6 Artists on Why They Start Bands, From IUD to Psychic TV
There’s a long legacy of artists having bands. Mike Kelley, David Wojnarowicz, Yoko Ono, Richard Prince and Jean Michel Basquiat all had them. The artist Genesis P-Orridge started Throbbing Gristle because of what an old man at a pub told her. He was someone she’d regularly chat with and “he’d been gassed at the Somme in World War One and he had about two teeth,” she says. At the time, the Dada-influenced collective P-Orridge co-founded COUM Transmissions, which was getting a fair bit of press for their controversial performances, including live enemas and 10-inch nails. “I understand why you are doing these strange things, Gen, but what about the other people in this pub, would they understand?” the old man asked her. He suggested music as a way to reach a maximum amount of people with the same ideas, and this inspired P-Orridge to start her industrial band Throbbing Gristle in 1975.
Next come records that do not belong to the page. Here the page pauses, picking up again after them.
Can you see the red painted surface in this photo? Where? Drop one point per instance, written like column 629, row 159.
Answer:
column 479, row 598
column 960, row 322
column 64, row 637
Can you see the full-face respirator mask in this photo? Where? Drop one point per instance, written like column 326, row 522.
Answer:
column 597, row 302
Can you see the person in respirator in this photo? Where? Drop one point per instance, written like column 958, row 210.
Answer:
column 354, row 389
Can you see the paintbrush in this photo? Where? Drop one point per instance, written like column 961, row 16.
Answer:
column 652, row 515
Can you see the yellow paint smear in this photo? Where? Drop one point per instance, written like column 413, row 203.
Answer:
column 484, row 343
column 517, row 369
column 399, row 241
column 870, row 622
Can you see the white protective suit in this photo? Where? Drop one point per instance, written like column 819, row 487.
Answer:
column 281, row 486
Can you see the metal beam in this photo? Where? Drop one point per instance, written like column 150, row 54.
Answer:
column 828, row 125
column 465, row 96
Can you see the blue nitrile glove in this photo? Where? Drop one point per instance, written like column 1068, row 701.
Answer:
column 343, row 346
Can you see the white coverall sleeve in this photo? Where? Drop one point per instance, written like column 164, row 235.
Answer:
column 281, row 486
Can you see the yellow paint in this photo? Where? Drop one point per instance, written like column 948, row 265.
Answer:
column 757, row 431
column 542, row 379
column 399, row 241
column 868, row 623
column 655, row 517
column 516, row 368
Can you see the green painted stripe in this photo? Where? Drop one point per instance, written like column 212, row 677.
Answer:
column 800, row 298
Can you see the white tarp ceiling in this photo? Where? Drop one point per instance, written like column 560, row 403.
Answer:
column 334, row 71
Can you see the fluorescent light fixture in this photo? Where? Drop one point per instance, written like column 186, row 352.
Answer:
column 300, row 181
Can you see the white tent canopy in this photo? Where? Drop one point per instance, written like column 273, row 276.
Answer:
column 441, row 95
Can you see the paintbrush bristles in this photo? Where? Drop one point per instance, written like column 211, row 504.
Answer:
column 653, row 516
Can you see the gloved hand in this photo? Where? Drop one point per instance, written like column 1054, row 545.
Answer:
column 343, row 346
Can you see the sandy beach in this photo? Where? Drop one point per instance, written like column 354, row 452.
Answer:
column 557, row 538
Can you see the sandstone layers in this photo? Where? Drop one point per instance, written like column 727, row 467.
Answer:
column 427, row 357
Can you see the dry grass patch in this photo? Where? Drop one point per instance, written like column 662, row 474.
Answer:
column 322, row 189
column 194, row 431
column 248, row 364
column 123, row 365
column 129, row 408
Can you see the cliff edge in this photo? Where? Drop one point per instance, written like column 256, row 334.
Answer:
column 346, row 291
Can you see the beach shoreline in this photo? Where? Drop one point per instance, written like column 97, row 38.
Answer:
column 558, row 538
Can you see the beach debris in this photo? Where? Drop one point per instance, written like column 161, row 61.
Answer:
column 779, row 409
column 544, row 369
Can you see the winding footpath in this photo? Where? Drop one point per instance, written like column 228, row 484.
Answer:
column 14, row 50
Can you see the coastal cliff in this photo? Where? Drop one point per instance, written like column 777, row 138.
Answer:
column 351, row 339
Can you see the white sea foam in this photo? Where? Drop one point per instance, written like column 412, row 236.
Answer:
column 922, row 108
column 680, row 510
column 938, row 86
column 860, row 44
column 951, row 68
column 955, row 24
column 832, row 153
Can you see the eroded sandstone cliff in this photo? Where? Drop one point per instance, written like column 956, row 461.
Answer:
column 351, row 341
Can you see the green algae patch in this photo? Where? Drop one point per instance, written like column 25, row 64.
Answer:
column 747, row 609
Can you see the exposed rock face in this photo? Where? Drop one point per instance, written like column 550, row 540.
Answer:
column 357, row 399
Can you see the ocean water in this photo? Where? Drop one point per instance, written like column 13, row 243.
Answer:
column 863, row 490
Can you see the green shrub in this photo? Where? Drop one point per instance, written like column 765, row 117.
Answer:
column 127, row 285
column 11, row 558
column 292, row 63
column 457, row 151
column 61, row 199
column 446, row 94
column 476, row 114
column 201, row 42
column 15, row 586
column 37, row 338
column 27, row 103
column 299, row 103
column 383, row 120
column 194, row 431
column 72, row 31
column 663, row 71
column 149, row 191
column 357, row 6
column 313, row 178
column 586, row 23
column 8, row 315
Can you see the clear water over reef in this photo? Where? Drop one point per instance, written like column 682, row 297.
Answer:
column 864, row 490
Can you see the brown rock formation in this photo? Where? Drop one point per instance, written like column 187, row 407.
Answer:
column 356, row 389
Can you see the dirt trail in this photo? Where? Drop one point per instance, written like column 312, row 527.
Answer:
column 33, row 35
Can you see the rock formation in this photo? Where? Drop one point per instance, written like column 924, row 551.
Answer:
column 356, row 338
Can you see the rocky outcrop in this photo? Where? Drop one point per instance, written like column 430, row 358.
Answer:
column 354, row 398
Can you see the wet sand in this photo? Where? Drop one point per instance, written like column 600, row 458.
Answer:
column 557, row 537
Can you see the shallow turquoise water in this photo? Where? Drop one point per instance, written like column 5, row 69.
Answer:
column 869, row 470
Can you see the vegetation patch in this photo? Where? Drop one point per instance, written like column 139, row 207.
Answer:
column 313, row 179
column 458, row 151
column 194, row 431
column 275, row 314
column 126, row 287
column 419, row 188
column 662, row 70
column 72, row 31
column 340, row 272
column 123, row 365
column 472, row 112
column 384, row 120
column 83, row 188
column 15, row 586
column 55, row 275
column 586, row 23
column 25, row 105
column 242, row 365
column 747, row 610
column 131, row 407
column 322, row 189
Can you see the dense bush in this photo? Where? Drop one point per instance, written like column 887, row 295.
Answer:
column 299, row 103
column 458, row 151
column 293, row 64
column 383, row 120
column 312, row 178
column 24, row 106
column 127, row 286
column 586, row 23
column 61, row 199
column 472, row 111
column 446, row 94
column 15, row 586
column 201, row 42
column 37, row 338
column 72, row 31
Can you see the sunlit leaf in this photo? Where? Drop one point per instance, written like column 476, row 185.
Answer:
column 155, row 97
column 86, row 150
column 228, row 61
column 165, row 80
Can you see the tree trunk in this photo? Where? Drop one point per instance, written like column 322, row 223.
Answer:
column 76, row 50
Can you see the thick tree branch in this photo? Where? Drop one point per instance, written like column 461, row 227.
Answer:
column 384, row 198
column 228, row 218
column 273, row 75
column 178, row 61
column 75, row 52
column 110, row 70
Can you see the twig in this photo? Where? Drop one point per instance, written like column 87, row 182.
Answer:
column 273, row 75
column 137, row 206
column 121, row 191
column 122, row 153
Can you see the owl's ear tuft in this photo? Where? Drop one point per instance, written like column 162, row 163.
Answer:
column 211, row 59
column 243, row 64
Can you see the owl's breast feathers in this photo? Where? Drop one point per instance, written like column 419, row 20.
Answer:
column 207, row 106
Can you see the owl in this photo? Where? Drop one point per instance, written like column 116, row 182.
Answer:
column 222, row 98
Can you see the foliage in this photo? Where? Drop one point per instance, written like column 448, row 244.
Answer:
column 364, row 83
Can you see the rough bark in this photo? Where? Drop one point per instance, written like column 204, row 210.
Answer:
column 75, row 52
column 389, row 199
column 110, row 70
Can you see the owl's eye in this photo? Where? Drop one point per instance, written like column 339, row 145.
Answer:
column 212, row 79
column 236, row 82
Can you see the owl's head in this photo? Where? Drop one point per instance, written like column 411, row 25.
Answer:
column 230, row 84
Artists start bands for lots of reasons. The creative impulse to make music often comes from the same place as what inspires artists to make the other art they make, whatever that might be, paintings, sculptures, video installations. But the context music exists in — the clubs where it’s played—is far less pretentious, and more fun. Plus it gets artists out of the studio and up on stage. (And, as an aside perhaps, who gets laid more than musicians?
Starting a band was in another era a fuck you to the lofty art world. In ArtForum in 1983, Kim Gordon wrote about the art school kids who started No Wave bands in the late 70s, of which she continued the lineage with Sonic Youth. “Their involvement in music, spurred on by the cynical, anarchistic aspects of punk rock, was an alternative to alignment with the art world.”